Now that the holidays are over and I no longer have to quarrel with my crazy conservative relatives, I've had time to reflect on some of their outrageous, FOX-fed lies and wild misconceptions. Their most absurd claims were that America is going broke because of social welfare programs (though none of them want Social Security or Medicare cut). The fact is that relatively very little of the country's spending is allocated to food stamp recipients, unemployment compensation, and other Republican bugaboos. The majority of spending goes to sacred Republican corporate cash cows--defense contractors.
Figures for 2014 aren't available yet, but in 2013 alone nearly half of taxpayers' money, over $1 trillion, was spent on defense. Defense is a large umbrella under which falls categories like Operations and Maintenance, Procurement, Personnel Salaries and Housing, Construction, and Research, Testing and Evaluation. That last nebulous category is responsible for the biggest boondoggle is US history: the F35 fighter jet. The F-35 was designed to do everything except perform oral sex on its pilots; instead it has been a useless project that has wasted $1.5 trillion over many years of research and development. That's more than the entire defense budget of 2013. And yet, according to defense industry critic James Fallows, "...the aircraft can barely do anything: it has trouble flying at night, its engines have exploded during takeoff, and early models suffered structural cracks. There's no end in sight, either." This is great news for no one except Lockheed Martin, manufacturer of the defective plane, which has profited immensely at taxpayers' expense.
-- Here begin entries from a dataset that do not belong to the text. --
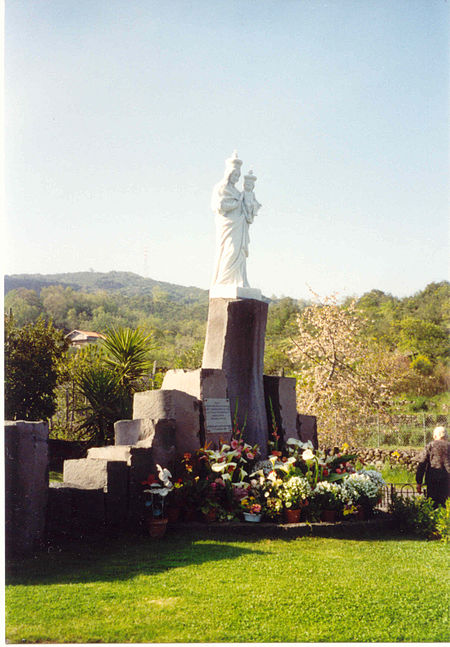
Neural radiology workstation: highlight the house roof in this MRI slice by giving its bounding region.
[65,330,106,340]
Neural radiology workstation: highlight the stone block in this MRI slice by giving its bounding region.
[133,389,201,457]
[64,458,109,490]
[162,368,228,401]
[297,414,319,449]
[264,375,298,441]
[63,457,129,492]
[5,420,49,555]
[115,419,141,445]
[202,298,269,454]
[88,445,132,464]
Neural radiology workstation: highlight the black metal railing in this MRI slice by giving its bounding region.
[379,483,425,510]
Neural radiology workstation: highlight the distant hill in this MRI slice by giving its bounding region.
[4,271,209,305]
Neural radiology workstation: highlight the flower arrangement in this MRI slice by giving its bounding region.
[240,498,262,515]
[142,464,173,518]
[279,475,312,509]
[312,480,346,512]
[152,435,383,525]
[341,472,382,509]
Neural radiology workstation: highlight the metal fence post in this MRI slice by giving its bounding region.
[422,411,426,446]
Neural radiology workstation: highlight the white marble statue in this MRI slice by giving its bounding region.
[210,152,262,299]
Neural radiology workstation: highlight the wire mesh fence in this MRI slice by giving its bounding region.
[351,413,448,448]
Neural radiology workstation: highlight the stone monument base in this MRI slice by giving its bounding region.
[209,285,263,301]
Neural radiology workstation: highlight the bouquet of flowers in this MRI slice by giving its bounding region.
[312,480,346,511]
[341,472,382,509]
[142,464,173,518]
[279,475,312,510]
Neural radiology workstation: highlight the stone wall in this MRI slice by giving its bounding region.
[347,447,422,472]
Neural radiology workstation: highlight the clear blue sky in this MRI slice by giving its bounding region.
[5,0,449,300]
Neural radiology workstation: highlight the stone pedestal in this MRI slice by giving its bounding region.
[202,298,269,454]
[5,421,49,555]
[133,389,201,456]
[161,368,228,401]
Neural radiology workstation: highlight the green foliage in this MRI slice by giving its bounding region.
[5,315,68,420]
[389,493,439,538]
[4,288,44,326]
[435,499,450,544]
[75,365,130,445]
[4,274,449,414]
[410,354,433,376]
[102,327,155,392]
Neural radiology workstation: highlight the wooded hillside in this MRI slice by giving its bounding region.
[4,273,449,414]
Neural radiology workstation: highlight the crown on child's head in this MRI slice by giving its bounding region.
[244,170,257,182]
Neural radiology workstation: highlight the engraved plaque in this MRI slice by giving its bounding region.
[204,398,232,434]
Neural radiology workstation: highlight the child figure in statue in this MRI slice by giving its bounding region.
[242,170,262,225]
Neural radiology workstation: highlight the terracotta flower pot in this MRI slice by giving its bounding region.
[283,508,301,524]
[147,516,168,538]
[320,509,337,523]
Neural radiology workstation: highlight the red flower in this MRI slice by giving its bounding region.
[271,450,282,457]
[323,469,329,476]
[335,468,342,474]
[141,474,158,486]
[183,453,191,460]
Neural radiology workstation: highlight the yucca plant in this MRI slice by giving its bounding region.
[102,327,155,394]
[76,365,131,445]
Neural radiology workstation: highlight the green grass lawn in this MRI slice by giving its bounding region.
[6,528,449,643]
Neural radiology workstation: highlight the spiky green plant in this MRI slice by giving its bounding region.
[102,327,155,393]
[76,365,130,445]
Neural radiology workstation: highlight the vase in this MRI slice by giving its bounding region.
[147,516,168,538]
[320,509,337,523]
[243,512,262,522]
[283,508,301,524]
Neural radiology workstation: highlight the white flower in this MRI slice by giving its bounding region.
[302,449,315,461]
[156,464,173,489]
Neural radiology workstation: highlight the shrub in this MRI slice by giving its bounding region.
[389,493,438,539]
[435,499,450,544]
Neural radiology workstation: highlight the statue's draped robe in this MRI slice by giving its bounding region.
[211,181,250,288]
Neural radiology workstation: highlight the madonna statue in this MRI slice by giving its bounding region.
[210,151,261,297]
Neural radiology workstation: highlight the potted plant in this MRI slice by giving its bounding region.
[279,475,312,523]
[240,497,263,522]
[313,481,345,522]
[142,464,173,537]
[341,470,384,518]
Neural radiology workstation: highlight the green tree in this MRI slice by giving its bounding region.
[4,288,44,326]
[5,315,68,420]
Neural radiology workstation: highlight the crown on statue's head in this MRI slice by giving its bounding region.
[244,170,257,182]
[226,150,243,168]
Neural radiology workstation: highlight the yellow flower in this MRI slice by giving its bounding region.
[341,443,349,452]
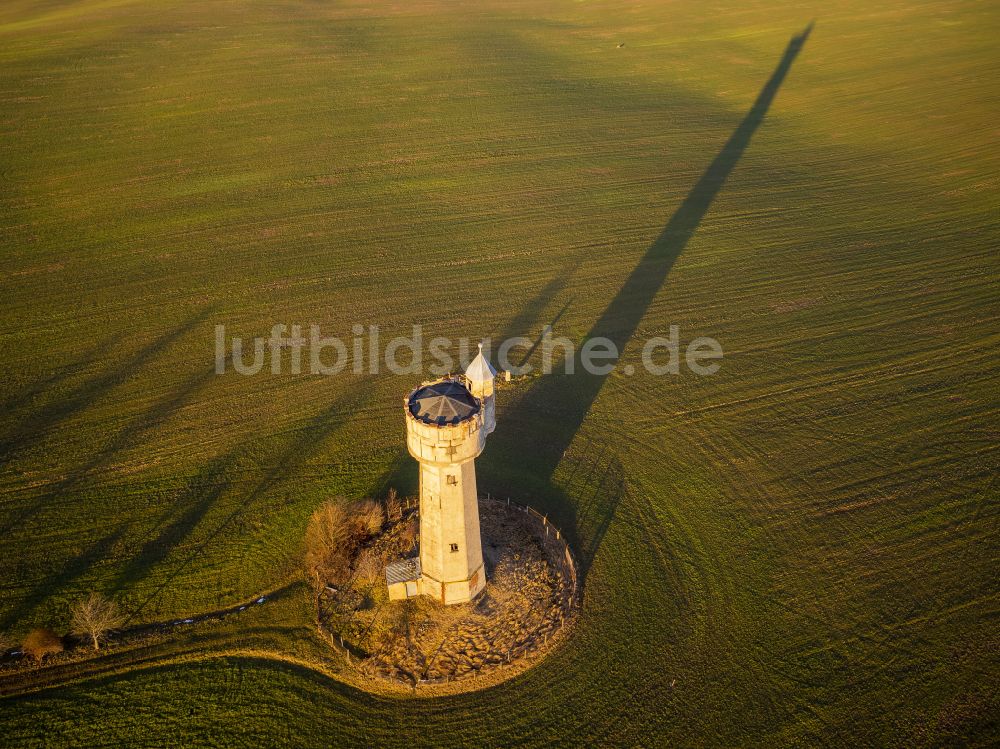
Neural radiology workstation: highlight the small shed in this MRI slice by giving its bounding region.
[385,557,422,600]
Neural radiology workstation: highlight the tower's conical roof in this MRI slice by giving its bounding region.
[408,379,480,425]
[465,343,497,383]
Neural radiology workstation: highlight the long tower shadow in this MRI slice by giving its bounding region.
[482,24,812,576]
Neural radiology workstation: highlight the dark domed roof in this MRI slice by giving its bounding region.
[408,379,480,425]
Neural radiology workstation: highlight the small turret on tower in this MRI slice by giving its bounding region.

But Lockheed is not the only corporate pig feeding at the public trough. The list of US defense contractors includes nearly every major corporation in America. The obvious culprits are Northrop Grumman, Boeing, Halliburton, the Carlyle Group, Bechtel Corporation, Exxon, Shell Oil, General Dynamics, Remington Arms, Smith & Wesson, Springfield Armory, KBR (Kellogg, Brown & Root), Rockwell Collins, and General Electric. But also on the list are companies one might not suspect: IBM, Johns Hopkins University, Carnegie-Mellon, MIT, Nextel, Ernst & Young, Motorola, Mitsubishi, Honeywell, Hewlett-Packard, Humana, Israeli Aerospace, and the University of Texas are all receiving lucrative government handouts. The entire list of organizations receiving government money for defense projects runs into the thousands, and you can bet that each one of these entities is cajoling, financing, and schmoozing its favorite congressmen to ensure that the money keeps flowing. That's how our system works. Those who have money and power have a voice in government and how it spends our money. Those without a voice--the old, the poor, the weak--have very little say; thus, they are the ones whose funds are constantly imperiled. The right-wing, corporate propaganda machine called FOX News disseminates its lying filth long enough and loud enough to make even the most intelligent conservatives believe that social welfare programs are bankrupting the country. But you won't hear a peep out of them about defense contractor waste and corruption, like that surrounding the F-35.
Despite the fact that America is not at war anywhere in the world, defense spending continues to rise. That's because the system itself is too powerful to stop. Those who get rich from the defense cash grab have the wherewithal to spend freely on their preferred political candidates. Once in office these candidates continue to publicly rail against the poor, the frail, the defenseless, the "takers,"; all the while, behind the scenes, these politicians keep directing our dollars to their corporate benefactors. But there's more to this charade; the threat of war, terror, and impending doom must convince the citizens that defense spending is necessary. The tactic of scaring us into turning over our tax dollars to corporate greed is as old as US wars themselves. And we are alone in the world in wasting our treasure on worthless military spending.
The 2012 American defense budget was 6–7 times larger than the $106 billion military budget of China, the next closest military spender. The United States and its close allies are responsible for two-thirds to three-quarters of the world's military spending (of which, in turn, the U.S. is responsible for the majority). The US also maintains the largest number of military bases on foreign soil across the world. Why do we have bases and outsized military presences in far-flung places across the globe? If you don't know the answer to that, you haven't been paying attention.
So next holiday season, when your crazy conservative relatives try to convince you that social welfare is killing America, knock them over with the facts. The story of the F-35 alone will probably do the trick.